Il governo di Temer, Presidente del Brasile, ha dato il via libera alla trivelle nell’area protetta di Renca in Amazzonia, il più grande polmone verde del mondo. Secondo il premier brasiliano in questo modo l’economia del paese ripartirà ma gli ambientalisti annunciano che invece sarà una catastrofe ambientale.
La riserva di Renca è un’enorme area di 46mila chilometri quadrati situata all’estremo Nord del Brasile non lontana dalla foci del Rio delle Amazzoni, è ricca di nichel, oro, ferro e di tanti altri minerali ma nel 1984 l’allora regime militare decise di preservarla e renderla protetta per ragioni di ordine strategico.

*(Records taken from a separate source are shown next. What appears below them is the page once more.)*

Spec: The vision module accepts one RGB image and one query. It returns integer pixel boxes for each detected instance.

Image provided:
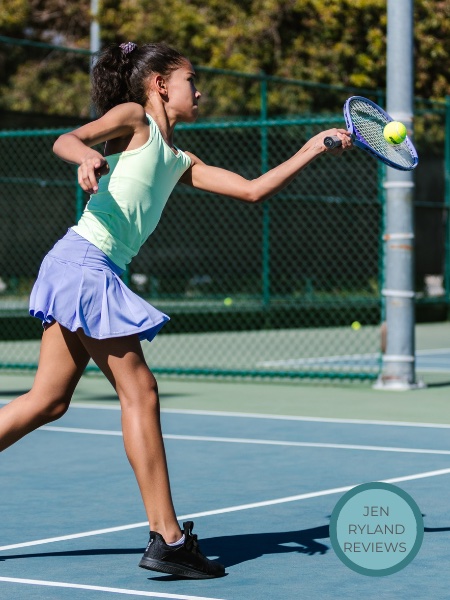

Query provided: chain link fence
[0,116,383,379]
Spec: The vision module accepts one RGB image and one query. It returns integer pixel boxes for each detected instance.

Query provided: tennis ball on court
[383,121,407,145]
[224,297,233,306]
[351,321,361,331]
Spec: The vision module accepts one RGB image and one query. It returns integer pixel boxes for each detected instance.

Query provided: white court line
[1,466,450,552]
[416,367,450,373]
[256,348,450,369]
[42,425,122,436]
[40,425,450,456]
[0,577,224,600]
[416,348,450,356]
[2,400,450,430]
[82,405,450,430]
[257,352,379,368]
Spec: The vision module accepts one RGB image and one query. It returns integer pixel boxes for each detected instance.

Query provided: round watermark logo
[330,482,424,576]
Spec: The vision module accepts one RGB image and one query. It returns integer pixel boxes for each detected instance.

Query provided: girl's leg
[0,323,90,452]
[76,330,181,544]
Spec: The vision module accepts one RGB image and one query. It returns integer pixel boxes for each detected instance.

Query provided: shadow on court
[72,393,193,401]
[2,522,450,573]
[425,381,450,389]
[0,390,192,400]
[202,525,331,566]
[204,523,447,567]
[0,525,331,567]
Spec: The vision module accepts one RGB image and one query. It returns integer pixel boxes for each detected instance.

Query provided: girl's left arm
[180,128,352,203]
[53,103,148,194]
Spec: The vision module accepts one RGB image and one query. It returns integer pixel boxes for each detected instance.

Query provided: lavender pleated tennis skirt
[29,229,169,341]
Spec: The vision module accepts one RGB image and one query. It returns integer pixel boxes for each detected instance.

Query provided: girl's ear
[154,74,168,97]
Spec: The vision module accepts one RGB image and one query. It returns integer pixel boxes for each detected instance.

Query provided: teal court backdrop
[0,37,449,380]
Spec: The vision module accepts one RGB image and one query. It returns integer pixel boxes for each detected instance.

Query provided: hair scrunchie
[120,42,138,55]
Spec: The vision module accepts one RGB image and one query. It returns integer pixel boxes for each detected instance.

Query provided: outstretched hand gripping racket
[324,96,418,171]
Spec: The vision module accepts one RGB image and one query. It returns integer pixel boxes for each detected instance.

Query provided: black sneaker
[139,521,225,579]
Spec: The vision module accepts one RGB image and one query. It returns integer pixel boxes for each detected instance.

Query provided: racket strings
[349,99,415,169]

Dopo trent’anni, però, essa verrà aperta allo sfruttamento minerario e tale misura, a detta del Ministro per l’estrazione e l’energia, punterà a creare dei nuovi posti di lavoro e ad attrarre sempre più investitori in modo tale da rilanciare l’economia del paese.

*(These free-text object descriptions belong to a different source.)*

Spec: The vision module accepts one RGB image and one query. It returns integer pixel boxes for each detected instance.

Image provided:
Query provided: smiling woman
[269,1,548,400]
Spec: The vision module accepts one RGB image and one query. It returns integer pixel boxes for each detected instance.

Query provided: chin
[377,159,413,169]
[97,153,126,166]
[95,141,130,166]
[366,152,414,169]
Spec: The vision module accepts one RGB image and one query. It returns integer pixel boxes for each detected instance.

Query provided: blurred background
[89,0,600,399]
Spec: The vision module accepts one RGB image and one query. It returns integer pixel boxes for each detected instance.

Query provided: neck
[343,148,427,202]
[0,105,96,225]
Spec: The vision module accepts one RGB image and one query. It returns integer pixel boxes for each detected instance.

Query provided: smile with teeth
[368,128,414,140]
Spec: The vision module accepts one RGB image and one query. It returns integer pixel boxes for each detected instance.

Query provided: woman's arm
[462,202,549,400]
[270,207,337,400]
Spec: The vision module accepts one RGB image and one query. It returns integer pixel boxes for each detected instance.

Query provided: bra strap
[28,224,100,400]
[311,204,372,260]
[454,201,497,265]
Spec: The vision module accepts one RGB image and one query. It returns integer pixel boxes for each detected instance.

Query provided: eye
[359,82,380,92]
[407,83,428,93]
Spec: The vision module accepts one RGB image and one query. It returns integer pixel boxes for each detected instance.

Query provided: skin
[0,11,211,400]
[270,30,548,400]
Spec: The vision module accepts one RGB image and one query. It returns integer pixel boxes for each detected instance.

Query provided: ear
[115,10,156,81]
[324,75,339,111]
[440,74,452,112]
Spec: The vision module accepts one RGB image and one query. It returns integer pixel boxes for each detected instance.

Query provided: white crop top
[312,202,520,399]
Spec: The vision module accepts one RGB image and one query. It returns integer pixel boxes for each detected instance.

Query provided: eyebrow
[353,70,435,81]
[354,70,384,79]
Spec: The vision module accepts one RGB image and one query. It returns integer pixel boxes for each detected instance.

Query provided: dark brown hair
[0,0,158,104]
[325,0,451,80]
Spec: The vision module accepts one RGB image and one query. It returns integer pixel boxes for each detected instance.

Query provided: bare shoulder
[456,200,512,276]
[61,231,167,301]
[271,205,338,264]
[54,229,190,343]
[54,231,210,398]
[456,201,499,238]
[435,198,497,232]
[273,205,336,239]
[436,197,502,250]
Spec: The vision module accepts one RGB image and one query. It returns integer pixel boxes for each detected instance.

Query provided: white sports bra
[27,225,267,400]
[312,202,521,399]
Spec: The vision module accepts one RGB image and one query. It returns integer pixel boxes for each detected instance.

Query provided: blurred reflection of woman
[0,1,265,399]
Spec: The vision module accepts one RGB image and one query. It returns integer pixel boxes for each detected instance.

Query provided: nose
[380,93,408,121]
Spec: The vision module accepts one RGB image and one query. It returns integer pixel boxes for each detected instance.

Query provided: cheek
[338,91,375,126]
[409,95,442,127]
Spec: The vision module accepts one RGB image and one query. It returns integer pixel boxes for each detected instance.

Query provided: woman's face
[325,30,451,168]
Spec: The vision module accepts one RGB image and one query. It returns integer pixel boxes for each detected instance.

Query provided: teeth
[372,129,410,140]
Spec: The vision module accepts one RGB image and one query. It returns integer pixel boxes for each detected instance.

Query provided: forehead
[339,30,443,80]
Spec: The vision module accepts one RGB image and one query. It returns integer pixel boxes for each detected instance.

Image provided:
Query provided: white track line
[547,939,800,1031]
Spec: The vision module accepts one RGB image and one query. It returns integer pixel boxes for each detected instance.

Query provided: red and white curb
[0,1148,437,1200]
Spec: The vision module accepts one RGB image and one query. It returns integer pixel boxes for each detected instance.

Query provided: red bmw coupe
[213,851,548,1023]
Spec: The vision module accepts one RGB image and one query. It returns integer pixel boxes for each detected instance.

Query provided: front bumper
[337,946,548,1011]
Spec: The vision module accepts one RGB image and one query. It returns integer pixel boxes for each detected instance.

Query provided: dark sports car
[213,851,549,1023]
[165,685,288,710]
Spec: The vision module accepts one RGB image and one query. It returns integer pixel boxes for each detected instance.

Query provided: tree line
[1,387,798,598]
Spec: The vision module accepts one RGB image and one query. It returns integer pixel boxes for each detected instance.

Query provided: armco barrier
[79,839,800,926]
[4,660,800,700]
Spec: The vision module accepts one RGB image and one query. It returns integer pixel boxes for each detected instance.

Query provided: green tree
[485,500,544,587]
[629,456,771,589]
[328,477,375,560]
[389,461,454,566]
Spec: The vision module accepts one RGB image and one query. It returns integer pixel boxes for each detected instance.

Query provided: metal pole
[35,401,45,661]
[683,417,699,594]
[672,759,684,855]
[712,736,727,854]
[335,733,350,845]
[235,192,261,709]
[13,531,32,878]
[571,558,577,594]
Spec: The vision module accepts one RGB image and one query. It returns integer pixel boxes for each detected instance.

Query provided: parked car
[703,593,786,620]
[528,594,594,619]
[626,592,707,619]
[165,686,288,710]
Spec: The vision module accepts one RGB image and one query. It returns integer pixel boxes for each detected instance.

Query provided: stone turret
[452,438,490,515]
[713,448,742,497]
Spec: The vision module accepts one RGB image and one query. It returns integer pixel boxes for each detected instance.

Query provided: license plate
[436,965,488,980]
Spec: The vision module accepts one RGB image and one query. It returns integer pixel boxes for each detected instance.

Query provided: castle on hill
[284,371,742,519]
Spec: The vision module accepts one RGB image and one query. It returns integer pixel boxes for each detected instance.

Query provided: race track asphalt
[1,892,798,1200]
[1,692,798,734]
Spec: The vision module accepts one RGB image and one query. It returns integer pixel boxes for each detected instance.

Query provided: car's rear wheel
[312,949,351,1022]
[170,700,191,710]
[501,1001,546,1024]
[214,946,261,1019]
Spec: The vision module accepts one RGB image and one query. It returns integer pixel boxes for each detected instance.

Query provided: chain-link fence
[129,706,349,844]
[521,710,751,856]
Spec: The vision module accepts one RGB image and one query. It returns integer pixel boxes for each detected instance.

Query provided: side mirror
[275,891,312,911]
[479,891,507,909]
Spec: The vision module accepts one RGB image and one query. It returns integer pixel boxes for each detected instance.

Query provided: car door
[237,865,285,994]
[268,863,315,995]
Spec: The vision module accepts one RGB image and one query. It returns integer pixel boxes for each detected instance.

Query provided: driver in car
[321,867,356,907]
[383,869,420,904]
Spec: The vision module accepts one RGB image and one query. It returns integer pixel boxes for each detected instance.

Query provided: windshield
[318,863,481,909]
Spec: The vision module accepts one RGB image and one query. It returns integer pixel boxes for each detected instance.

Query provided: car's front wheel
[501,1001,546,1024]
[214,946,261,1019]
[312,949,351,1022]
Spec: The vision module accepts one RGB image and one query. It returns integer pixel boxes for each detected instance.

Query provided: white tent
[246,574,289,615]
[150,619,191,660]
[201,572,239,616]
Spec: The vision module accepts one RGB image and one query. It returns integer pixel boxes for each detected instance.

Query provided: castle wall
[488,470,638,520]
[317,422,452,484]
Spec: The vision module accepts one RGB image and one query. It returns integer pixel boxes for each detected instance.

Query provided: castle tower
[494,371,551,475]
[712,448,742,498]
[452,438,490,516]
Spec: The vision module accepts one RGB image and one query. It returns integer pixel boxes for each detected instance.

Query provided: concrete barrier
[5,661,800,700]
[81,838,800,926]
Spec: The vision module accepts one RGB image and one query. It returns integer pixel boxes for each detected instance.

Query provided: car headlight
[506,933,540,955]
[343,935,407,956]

I gruppi ambientalisti, a seguito di tale decisione, sono però insorti in quanto temono che l’attività di estrazione mineraria nella zona porterebbe a «esplosioni demografiche, deforestazioni, distruzione delle risorse idriche, perdita di biodiversità e creazione di conflitti territoriali». Secondo un recente rapporto del Wwf, la principale area di interesse per l’estrazione di rame e di oro si trova proprio in una delle aree protette, la Riserva Biologica di Maicuru, «popolata da comunità indigene di varie etnie che vivono in isolamento» e una corsa all’oro nella regione potrebbe «creare danni irreversibili a queste culture».
Secondo i dati dell’Inpe, l’Istituto di ricerca sull’Ambiente brasiliano, tra agosto 2015 e luglio 2016 sono andati perduti circa 8000 chilometri quadri di foresta Amazzonica, e nell’arco di soli dodici mesi la deforestazione è cresciuta addirittura del 29%.